Врач утвердительно кивнул и уверенно толкнул выкрашенную белой краской дверь ординаторской. Инцидент был исчерпан, легенда устояла. А впереди его ждала сложная, многочасовая работа скальпелем — единственное место на всей планете, где ледяная пустота внутри отступала перед звоном хирургической стали.
Дверь ординаторской с мягким шелестом закрылась за его спиной, окончательно отсекая внешнюю суету. Короткий кивок Кацу, дежурный обмен ничего не значащими фразами, и вот уже Змиенко стоит перед глубокой фаянсовой раковиной в предоперационной.
Ритуал мытья рук всегда действовал на него как спусковой крючок, переводящий сознание в боевой режим. Жесткая щетина хирургической щетки немилосердно драла кожу предплечий, доводя ее до красного каления. Густая мыльная пена хлопьями сползала по напряженным мышцам, смывая в слив не только невидимую грязь, но и последние остатки человеческих эмоций. Вода обжигала, но Ал лишь методично, сантиметр за сантиметром, очищал свой главный рабочий инструмент.
Стряхнув тяжелые капли, он поднял руки на уровень груди и толкнул бедром распашную дверь.
Операционная встретила его стерильным, режущим глаза светом бестеневых ламп. Здесь, под гудящими плафонами, пространство искривлялось, подчиняясь иным законам физики. Воздух казался густым, почти осязаемым от въедливого запаха эфира, йодоформа и того специфического, теплого железистого аромата, который источает вскрытая человеческая плоть.
— Спите, товарищ, спите, — привычно ворковал над изголовьем стола Игорь Олегович Кац. Кудрявый анестезиолог ловко подкручивал блестящие вентили на громоздком советском аппарате, и в такт его движениям в стеклянных колбах мерно булькала жидкость. — Мы вам сейчас такой цветной сон организуем, куда там кинотеатру «Победа». Полетите в Гагры, путевка «всё включено». Давление сто двадцать на восемьдесят, пульс ровный. Клиент готов к курортным процедурам, Альфонсо Исаевич.

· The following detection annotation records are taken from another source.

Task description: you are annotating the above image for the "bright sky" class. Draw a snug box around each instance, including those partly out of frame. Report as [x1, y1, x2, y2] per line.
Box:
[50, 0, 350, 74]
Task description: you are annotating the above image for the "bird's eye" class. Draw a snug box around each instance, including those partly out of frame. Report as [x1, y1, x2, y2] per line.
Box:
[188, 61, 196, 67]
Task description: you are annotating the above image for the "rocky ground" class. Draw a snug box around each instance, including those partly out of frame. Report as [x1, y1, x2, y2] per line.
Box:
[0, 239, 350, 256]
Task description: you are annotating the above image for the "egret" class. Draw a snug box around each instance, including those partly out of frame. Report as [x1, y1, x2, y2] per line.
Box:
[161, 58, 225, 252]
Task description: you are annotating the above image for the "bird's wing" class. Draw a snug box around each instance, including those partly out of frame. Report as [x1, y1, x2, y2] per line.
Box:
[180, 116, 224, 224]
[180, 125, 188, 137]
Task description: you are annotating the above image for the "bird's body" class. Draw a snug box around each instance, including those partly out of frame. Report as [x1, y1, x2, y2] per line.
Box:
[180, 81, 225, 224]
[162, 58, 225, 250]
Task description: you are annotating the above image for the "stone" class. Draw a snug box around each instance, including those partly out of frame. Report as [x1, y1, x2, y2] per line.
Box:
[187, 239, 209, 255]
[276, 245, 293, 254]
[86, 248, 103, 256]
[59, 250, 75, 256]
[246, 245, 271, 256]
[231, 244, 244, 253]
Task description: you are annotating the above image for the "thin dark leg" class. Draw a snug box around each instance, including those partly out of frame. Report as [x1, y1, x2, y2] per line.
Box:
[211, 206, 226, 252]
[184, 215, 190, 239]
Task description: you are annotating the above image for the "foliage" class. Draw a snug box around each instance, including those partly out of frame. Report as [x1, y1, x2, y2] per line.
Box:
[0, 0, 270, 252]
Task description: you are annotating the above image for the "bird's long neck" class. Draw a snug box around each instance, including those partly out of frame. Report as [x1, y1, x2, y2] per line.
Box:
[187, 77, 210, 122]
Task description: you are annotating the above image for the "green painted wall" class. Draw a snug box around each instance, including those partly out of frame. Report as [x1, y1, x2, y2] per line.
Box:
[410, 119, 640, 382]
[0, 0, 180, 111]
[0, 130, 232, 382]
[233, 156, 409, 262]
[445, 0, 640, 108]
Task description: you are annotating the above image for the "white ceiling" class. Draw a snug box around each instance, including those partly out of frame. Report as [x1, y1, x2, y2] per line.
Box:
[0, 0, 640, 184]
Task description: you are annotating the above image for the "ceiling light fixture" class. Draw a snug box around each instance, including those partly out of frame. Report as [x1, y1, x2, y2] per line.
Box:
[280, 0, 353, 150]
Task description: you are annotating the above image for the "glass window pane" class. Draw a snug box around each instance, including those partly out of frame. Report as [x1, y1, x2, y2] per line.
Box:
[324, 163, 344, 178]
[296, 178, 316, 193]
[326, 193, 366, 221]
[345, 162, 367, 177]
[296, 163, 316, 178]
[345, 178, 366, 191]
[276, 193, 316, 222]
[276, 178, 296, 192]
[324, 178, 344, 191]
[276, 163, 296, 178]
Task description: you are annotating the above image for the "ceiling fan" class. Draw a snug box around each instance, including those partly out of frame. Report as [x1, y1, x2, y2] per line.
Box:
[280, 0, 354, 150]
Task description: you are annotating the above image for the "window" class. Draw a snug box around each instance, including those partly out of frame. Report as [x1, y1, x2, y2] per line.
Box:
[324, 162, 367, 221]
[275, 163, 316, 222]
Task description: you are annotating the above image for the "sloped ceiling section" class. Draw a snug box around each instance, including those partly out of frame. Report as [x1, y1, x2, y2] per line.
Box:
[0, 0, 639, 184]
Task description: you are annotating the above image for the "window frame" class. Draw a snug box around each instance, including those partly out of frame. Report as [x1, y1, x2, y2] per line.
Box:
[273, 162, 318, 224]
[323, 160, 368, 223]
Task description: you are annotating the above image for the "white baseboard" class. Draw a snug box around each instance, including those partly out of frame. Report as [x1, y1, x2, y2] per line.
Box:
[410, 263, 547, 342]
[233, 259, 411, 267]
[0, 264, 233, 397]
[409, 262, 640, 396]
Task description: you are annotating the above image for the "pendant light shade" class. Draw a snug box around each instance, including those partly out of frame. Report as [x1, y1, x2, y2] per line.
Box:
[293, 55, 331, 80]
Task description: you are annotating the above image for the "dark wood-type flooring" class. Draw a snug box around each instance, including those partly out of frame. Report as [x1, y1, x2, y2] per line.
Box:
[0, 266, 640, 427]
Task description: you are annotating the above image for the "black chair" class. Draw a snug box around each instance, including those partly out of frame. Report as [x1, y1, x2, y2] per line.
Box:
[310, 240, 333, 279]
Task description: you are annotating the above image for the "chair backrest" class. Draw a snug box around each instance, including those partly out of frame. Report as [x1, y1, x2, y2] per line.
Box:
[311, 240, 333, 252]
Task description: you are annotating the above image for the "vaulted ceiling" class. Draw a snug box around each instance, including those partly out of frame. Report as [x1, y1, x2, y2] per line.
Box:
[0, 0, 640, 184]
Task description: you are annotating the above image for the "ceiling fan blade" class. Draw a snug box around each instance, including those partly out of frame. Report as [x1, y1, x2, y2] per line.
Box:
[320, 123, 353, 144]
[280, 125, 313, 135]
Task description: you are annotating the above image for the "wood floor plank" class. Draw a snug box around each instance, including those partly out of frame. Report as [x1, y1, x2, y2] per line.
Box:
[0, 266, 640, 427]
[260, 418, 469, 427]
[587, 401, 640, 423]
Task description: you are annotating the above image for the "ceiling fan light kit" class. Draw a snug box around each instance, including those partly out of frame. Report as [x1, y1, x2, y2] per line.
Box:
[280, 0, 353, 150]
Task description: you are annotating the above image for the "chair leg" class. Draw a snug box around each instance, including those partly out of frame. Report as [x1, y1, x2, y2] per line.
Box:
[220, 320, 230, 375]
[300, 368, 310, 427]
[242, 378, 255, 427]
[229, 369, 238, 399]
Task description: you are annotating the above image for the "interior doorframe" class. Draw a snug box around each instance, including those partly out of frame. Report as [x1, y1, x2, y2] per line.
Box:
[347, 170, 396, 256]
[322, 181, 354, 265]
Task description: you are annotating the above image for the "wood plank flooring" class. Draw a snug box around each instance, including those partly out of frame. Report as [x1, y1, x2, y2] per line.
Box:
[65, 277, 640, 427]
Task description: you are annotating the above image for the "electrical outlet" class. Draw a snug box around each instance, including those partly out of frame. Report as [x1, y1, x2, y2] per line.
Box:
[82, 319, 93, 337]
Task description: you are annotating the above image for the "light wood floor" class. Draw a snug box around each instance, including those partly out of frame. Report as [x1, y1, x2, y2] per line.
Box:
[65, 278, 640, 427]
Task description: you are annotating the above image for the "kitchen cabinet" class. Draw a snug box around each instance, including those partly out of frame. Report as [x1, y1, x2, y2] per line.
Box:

Змиенко молча замер у стола, ожидая, пока санитарка туго затянет тесемки хрустящего стерильного халата на спине. Лицо хирурга под плотной марлевой маской окончательно окаменело. В этом изолированном, кафельном государстве блондин всегда сбрасывал личину столичного трикстера. Ему не нужно было никому нравиться. Он становился Богом из машины.
— Скальпель, — негромко, но так, что звук резонировал от стен, бросил доктор, протягивая обтянутую тонкой резиной ладонь.
Холодная, идеально сбалансированная сталь легла в пальцы секунда в секунду. Нина Васильевна Смирнова, старшая операционная сестра, читала невидимые сигналы хирурга с пугающей, почти телепатической точностью. Грозная, статная женщина уже держала наготове следующий инструмент, одновременно сверля тяжелым взглядом операционное поле и контролируя каждое движение интерна Пети Рыжикова. Лопоухий паренек, поставленный на крючки-ретракторы, потел, заливался краской и изо всех сил старался не дышать в сторону светила.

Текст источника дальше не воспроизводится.